Alec went to his horse and gazed with him to the south. Something was out there, he knew, and the Black was aware of it. But all Alec could see were tall cactus looming in the distance, their limbs outstretched to the sky.
Alec realized once more how little the desert had changed since the beginning of time. True, the highway ran through it, but one had only to move off a few miles in any direction to know the overall look and feel of the desert, its vastness and majesty and, Alec admitted, the solitude he had grown to love.
Alec remained close to the Black, smelling the scents of the desert mixed with those of his horse.
“What do you see?” he asked aloud.
The Black did not turn his head, and his eyes remained large and bright in the starshine. As Alec’s vision became clearer in the darkness, he made out what he thought were several antelope skimming over the distant plain. But he knew they might have been wild mustangs as well, and that could account for the Black’s restlessness.

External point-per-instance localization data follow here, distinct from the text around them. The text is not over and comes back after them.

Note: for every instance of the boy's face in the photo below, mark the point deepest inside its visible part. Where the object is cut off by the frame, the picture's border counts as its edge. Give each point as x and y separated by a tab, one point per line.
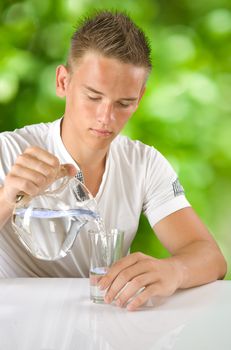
101	95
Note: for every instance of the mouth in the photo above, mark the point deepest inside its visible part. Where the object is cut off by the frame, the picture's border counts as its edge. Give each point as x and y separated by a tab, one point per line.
101	132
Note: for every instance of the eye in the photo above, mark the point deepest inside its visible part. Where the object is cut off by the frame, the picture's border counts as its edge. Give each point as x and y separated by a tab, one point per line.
94	98
124	105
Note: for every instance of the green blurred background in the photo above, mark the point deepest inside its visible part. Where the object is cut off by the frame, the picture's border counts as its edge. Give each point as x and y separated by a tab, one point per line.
185	112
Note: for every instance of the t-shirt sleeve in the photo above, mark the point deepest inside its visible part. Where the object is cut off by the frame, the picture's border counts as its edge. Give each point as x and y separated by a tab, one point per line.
163	191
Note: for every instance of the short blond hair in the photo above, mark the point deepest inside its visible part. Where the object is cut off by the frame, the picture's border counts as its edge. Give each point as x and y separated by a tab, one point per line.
112	34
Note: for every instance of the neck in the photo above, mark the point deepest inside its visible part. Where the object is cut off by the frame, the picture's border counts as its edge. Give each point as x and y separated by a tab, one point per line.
85	156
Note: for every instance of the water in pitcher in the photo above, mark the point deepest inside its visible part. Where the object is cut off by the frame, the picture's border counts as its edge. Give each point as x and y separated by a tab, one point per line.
49	234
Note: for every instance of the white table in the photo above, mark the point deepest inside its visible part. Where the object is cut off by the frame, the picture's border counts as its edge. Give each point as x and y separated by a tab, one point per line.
56	314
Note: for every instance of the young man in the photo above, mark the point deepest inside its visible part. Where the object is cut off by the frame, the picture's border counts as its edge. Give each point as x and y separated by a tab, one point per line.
103	82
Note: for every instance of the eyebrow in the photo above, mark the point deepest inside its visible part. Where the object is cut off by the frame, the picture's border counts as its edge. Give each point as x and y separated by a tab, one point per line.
100	93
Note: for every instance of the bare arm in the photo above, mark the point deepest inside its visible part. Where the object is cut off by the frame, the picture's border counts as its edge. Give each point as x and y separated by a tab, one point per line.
193	249
196	259
32	173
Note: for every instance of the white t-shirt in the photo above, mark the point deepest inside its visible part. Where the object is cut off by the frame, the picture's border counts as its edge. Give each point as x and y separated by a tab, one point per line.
136	178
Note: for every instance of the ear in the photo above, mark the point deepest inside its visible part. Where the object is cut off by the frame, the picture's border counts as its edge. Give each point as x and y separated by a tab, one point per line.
142	93
62	76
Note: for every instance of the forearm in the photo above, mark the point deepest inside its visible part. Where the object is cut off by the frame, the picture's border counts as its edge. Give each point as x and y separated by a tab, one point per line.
6	209
199	263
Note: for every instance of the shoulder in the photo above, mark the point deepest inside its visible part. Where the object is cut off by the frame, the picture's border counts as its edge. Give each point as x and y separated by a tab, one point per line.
133	149
34	134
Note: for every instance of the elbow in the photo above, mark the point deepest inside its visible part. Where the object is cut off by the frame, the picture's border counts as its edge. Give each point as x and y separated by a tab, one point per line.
223	266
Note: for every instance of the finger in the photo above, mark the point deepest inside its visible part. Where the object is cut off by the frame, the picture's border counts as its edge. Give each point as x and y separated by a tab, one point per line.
142	297
15	185
119	266
66	170
134	287
129	274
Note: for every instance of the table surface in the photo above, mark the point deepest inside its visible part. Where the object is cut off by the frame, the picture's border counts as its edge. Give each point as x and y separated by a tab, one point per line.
56	314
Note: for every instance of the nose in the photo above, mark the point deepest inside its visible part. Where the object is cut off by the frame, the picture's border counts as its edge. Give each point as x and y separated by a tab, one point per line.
106	114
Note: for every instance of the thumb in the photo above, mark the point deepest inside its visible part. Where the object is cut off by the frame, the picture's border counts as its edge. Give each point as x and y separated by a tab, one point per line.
66	170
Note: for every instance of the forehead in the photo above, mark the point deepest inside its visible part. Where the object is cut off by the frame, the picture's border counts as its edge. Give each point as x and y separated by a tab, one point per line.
94	68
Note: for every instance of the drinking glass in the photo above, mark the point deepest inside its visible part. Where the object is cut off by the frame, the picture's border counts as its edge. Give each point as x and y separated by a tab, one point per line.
106	247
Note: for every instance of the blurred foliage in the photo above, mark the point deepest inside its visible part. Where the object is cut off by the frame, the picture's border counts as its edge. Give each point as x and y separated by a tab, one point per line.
185	112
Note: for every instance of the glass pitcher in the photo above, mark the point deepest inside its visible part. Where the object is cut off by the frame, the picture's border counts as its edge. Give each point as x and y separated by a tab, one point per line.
47	224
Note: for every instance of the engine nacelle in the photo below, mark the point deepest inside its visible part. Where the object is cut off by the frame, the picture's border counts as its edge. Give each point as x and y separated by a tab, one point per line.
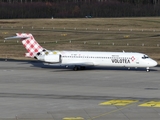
52	58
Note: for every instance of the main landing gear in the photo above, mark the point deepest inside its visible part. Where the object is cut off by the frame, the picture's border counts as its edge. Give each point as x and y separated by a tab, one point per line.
147	69
76	68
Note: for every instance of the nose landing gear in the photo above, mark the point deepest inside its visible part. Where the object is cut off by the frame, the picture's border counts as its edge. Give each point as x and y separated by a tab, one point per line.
147	69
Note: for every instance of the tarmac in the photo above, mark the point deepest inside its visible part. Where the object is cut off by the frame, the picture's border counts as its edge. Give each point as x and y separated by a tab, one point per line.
32	90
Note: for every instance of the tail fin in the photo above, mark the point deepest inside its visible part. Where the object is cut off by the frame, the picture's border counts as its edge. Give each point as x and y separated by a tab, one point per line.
29	43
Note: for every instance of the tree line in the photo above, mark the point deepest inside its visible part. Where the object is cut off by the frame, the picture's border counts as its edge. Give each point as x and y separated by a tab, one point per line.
78	8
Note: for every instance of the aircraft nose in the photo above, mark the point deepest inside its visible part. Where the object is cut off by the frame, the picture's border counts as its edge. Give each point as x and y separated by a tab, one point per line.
154	63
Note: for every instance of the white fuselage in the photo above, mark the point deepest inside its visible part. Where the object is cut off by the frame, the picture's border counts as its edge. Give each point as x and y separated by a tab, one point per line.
115	59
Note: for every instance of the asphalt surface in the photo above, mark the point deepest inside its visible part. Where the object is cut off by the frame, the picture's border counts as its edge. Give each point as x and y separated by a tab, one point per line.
32	90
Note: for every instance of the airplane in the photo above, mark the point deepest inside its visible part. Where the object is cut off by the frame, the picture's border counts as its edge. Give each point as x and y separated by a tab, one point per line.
79	60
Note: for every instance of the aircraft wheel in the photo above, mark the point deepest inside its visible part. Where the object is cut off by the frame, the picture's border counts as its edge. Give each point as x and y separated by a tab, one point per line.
82	68
148	70
75	68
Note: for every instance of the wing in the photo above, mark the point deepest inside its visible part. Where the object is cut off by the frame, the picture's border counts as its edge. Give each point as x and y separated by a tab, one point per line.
72	64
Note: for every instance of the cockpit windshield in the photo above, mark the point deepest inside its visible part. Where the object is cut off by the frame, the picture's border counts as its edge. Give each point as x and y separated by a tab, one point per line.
145	57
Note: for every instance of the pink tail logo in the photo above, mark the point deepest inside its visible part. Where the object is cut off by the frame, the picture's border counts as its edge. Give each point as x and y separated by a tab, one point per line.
30	44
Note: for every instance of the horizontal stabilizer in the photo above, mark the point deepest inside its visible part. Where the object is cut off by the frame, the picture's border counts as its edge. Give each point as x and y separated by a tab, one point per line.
17	37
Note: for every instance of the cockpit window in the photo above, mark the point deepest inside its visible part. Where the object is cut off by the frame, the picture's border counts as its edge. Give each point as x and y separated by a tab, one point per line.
145	57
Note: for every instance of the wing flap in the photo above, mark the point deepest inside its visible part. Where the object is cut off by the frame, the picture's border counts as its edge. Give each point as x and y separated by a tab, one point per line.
73	64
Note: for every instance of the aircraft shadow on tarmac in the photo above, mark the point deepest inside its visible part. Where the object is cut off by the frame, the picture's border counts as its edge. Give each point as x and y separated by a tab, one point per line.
39	64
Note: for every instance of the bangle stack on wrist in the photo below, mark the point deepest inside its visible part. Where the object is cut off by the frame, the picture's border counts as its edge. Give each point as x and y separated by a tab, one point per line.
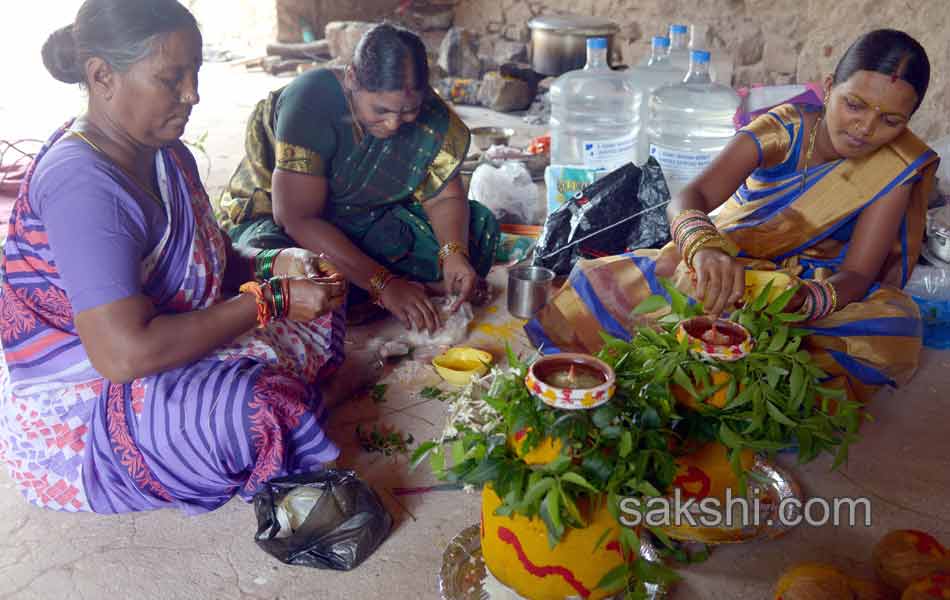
272	297
449	249
693	230
378	283
264	264
821	299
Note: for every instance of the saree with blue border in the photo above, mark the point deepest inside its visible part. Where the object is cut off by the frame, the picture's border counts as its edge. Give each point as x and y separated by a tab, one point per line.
780	224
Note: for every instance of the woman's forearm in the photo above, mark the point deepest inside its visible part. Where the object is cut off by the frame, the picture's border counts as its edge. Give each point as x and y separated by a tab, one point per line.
689	198
127	340
320	236
849	287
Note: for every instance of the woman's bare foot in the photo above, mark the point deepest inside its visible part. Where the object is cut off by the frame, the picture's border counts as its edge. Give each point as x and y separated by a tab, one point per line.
360	370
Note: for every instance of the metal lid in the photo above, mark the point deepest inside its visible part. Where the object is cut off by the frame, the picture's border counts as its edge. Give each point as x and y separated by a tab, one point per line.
576	24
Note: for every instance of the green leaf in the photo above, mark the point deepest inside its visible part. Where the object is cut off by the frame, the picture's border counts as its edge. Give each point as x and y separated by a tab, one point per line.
437	462
604	416
773	375
743	398
601	539
486	471
378	393
699	373
577	479
536	491
651	304
781	301
661	535
431	392
778	342
420	454
630	541
458	452
575	515
778	415
648	489
558	465
552	502
682	380
614	579
655	573
729	437
678	301
513	361
760	301
626	444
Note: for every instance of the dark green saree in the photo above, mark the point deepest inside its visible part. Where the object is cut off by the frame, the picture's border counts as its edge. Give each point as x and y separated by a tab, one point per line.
376	186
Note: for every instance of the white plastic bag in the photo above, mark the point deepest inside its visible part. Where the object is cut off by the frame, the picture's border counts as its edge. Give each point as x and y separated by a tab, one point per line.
507	191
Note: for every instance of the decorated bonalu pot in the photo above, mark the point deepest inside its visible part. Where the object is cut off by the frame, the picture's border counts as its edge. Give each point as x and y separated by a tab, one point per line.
571	381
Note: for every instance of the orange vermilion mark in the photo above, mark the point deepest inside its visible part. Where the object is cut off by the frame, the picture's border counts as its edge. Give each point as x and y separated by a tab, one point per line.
508	536
694	483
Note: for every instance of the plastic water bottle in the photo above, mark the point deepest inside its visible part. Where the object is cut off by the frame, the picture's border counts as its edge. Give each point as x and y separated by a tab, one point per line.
595	122
679	48
690	123
648	78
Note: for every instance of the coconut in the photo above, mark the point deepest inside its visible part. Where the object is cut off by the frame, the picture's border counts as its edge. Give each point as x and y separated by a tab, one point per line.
906	555
813	581
872	590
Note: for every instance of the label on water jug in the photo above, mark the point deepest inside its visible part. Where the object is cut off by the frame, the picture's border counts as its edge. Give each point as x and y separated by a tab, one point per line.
679	166
610	154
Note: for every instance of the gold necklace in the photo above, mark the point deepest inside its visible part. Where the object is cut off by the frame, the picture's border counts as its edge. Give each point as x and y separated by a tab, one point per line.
148	191
811	149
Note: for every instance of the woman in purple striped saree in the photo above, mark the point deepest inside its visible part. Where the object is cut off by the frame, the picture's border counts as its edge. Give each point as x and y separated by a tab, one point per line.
208	424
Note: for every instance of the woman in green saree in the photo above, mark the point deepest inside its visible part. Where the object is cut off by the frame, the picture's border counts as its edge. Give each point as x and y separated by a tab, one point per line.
836	198
362	166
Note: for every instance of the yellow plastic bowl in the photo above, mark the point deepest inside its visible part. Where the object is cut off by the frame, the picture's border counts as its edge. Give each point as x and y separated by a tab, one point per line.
459	365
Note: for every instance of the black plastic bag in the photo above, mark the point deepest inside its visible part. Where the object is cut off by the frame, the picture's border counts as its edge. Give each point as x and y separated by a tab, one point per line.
346	524
620	194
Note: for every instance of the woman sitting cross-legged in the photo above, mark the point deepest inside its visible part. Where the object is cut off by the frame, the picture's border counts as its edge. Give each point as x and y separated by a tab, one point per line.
362	164
835	197
136	376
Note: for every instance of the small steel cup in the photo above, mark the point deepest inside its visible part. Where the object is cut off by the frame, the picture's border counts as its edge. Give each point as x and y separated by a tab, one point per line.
529	289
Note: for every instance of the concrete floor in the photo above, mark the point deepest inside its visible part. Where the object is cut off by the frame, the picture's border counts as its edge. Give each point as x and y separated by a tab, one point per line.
901	465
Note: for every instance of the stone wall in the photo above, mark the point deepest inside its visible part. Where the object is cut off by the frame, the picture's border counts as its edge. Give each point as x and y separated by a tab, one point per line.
768	41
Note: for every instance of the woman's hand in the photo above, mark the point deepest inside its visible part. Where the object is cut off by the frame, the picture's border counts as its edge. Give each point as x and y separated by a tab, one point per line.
720	280
408	302
313	297
459	278
297	262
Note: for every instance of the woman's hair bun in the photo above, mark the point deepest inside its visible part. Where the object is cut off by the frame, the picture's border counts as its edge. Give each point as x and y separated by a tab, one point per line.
61	57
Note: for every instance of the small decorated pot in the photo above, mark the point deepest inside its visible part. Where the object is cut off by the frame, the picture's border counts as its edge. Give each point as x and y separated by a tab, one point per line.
571	381
717	339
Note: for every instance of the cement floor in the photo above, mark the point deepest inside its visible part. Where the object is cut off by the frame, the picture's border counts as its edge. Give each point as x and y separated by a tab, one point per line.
901	466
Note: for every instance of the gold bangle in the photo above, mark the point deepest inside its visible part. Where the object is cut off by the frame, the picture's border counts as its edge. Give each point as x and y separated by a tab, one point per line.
378	282
696	245
449	249
834	295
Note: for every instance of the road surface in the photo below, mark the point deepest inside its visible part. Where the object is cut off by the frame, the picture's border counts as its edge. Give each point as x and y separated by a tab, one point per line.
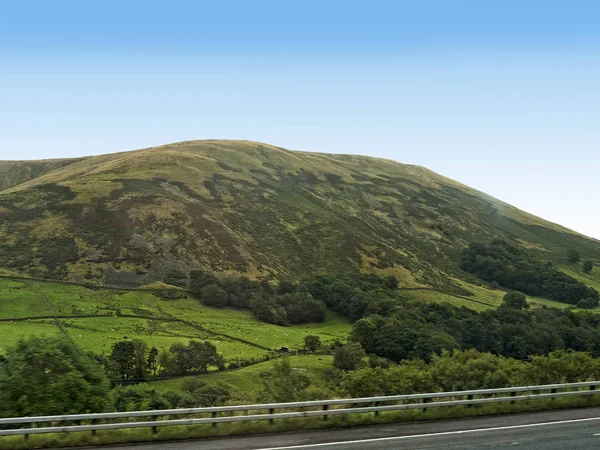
566	429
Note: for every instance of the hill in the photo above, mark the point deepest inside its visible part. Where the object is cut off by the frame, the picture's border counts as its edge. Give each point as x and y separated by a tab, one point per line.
129	219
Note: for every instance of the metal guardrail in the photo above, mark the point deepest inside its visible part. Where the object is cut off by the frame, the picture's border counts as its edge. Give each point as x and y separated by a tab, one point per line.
399	402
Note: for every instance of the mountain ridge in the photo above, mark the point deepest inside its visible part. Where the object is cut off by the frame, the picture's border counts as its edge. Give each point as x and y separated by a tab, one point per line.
250	208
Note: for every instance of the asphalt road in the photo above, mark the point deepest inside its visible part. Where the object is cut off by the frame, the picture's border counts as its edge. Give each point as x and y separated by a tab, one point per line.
566	429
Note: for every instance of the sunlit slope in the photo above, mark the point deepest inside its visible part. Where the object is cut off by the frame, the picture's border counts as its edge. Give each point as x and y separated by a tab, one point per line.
14	173
127	219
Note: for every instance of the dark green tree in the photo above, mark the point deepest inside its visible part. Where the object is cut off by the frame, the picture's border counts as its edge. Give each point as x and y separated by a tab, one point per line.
202	355
349	356
123	360
152	360
141	351
176	278
213	295
199	279
282	383
515	300
574	256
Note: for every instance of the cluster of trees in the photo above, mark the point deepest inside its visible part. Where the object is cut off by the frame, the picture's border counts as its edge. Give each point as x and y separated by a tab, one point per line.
284	304
466	370
575	257
51	375
421	330
357	296
449	371
513	268
132	361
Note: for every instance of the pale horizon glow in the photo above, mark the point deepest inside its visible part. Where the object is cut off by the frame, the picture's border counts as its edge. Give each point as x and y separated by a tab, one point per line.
503	98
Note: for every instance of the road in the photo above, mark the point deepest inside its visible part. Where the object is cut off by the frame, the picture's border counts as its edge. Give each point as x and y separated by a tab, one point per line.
566	429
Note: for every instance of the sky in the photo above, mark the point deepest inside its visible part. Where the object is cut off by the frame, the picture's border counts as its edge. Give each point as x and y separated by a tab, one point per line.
503	96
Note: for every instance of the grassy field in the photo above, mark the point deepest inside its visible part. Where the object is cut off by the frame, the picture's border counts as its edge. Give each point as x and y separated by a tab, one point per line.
576	271
246	383
484	298
96	319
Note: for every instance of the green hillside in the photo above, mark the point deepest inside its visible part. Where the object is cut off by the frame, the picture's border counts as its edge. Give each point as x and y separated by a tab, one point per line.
242	207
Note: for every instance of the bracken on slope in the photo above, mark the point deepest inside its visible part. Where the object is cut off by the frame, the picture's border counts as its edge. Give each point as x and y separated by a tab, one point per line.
128	219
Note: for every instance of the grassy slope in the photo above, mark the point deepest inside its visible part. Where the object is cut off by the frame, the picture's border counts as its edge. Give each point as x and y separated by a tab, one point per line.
14	173
246	383
225	328
127	219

Alec led the Black into the trailer, reluctant to put him inside but having no alternative, lest the mustangs lure him away. The Black shoved his nose into Alec’s chest, and the warm breath of his nostrils felt good. Alec breathed the smell of his horse and, for the moment, forgot all his cares, everything but the joy of being with the Black.
The stallion was settling down for the night, and Alec decided it was time for him to get some sleep too. Tomorrow would find them on the road again. There was no wind, and the dry air was gradually getting colder, perhaps to end with a frost before dawn. It didn’t matter to Alec. He had stable blankets for both of them. He pulled two blankets from the cab of the truck and stretched out beside his horse.
Looking above the half doors at the rear of the trailer, he turned his eyes to the stars once more. He had never seen them so bright and numerous as they were that night. No wonder the Indians read their legends and prophecies in the night sky. Despite the millions upon millions of stars, there was too much emptiness up there, he decided. Space was boundless, extending in all directions. One had to believe in legends, as the Indians did, to understand the cosmos.
He settled back more comfortably on the straw bedding. His eyes remained on the stars while desert sounds became sharper in the clear air. He heard the distant call of a coyote. It was soft yet piercing, very sad and heartrending, almost like the wail of a lost child. He shuddered at the loneliness of the cry. It was as if the coyote were calling for someone who would never come.
Alec found Sirius, the Dog Star, in the night sky, gleaming far brighter than the other stars. Moving on, he found Lepus, the Hare, and his eyes followed the tracks of the great rabbit. Above Lepus he made out the constellation of Orion, easy to recognize by the three stars in the hunter’s belt. It was there his gaze remained.
If he were to believe in legends and prophecies, as the Indians did, it was there that his life with a black horse had begun many years ago.
He recalled going with his parents as a child to the Hayden Planetarium in New York City. Among the photos of the heavens taken by the world’s most powerful telescopes was a picture he would never forget.
It was of the Horsehead Nebula in the constellation Orion, three light-years across and one thousand, five hundred light-years away from the earth. Directly in the center of the nebula, as plainly as one could see, was the head of a beautiful black horse, silhouetted against a curtain of glowing gas and illuminated by millions of stars.